The 2 bugs are not bugs. They are caused by user error/lack of reading the manual.
The manual says nothing about the Presets
Scan and how (on the c240), it counts garbage on almost every frequency as a station. Also, can you delete a preset, except by carefully editing the *.fmr file by hand?
Issue 5: Stuck on Recording screen bug
Not a bug. See http... ...as for leaving the menu, what button does the manual say quits that screen?
Long press of "Power button" (menu, on the c240). This works, but you have to do it just right. Too long and it powers off. Then, power back up, it's back to the recording screen. So, yes, it's too easy for users to get stuck. Long press vs. short is bad enough. Now we have short, medium and long?! OK...

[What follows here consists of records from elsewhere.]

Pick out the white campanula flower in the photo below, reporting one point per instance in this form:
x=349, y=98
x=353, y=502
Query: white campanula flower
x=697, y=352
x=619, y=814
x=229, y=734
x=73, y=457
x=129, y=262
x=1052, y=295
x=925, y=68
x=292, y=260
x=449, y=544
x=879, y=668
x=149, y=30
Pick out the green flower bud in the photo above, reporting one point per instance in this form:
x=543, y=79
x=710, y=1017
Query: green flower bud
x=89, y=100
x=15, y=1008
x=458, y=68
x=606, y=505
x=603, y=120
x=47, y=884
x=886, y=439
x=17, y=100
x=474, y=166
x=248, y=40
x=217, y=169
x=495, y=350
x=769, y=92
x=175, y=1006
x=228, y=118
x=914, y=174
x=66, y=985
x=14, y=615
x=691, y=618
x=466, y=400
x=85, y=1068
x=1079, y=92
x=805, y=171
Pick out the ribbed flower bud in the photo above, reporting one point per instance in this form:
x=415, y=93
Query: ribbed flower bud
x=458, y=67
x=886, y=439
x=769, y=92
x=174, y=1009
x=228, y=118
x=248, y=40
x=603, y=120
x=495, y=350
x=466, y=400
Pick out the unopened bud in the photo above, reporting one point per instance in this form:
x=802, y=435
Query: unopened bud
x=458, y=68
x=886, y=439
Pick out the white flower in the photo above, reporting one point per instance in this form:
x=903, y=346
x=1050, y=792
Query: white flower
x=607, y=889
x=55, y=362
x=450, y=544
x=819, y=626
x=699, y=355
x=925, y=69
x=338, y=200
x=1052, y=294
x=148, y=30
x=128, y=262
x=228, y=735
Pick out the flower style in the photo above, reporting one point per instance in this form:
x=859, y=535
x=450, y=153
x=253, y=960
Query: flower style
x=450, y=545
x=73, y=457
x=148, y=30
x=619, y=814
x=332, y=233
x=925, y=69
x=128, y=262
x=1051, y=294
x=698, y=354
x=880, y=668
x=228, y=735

You're surprised that the recording menu is for recording ?
You wrote "recording
menu," yourself. Why the scorn? Any new user might expect a menu with recording options, like to view/play/delete/rename ... especially a Sansa user. We're used to menus!

To see your recordings, you have to leave Recordings and go to Files. To delete or rename, there are more long presses of the select button. Then, multiple presses to confirm. It takes you away from the Files screen, to the main menu. What if you had multiple files to delete? Also, where did RockBox store the recordings? Into a recordings folder, right? Nope. They go into the root directory! Does RockBox distinguish between recordings and MP3s? Nope. Playing <ALL TRACKS> mixes recordings into your play list. You can find ways to exclude them, but how many users are going to want that?
Maybe the RB developers had good reasons for these decisions, but they sure seem odd.
Rockbox can do cool things, but has poor design. It's the poster child for feature creep, and that ruins the UI. Have you ever had to do a "long-press" on your keyboard or mouse to do something?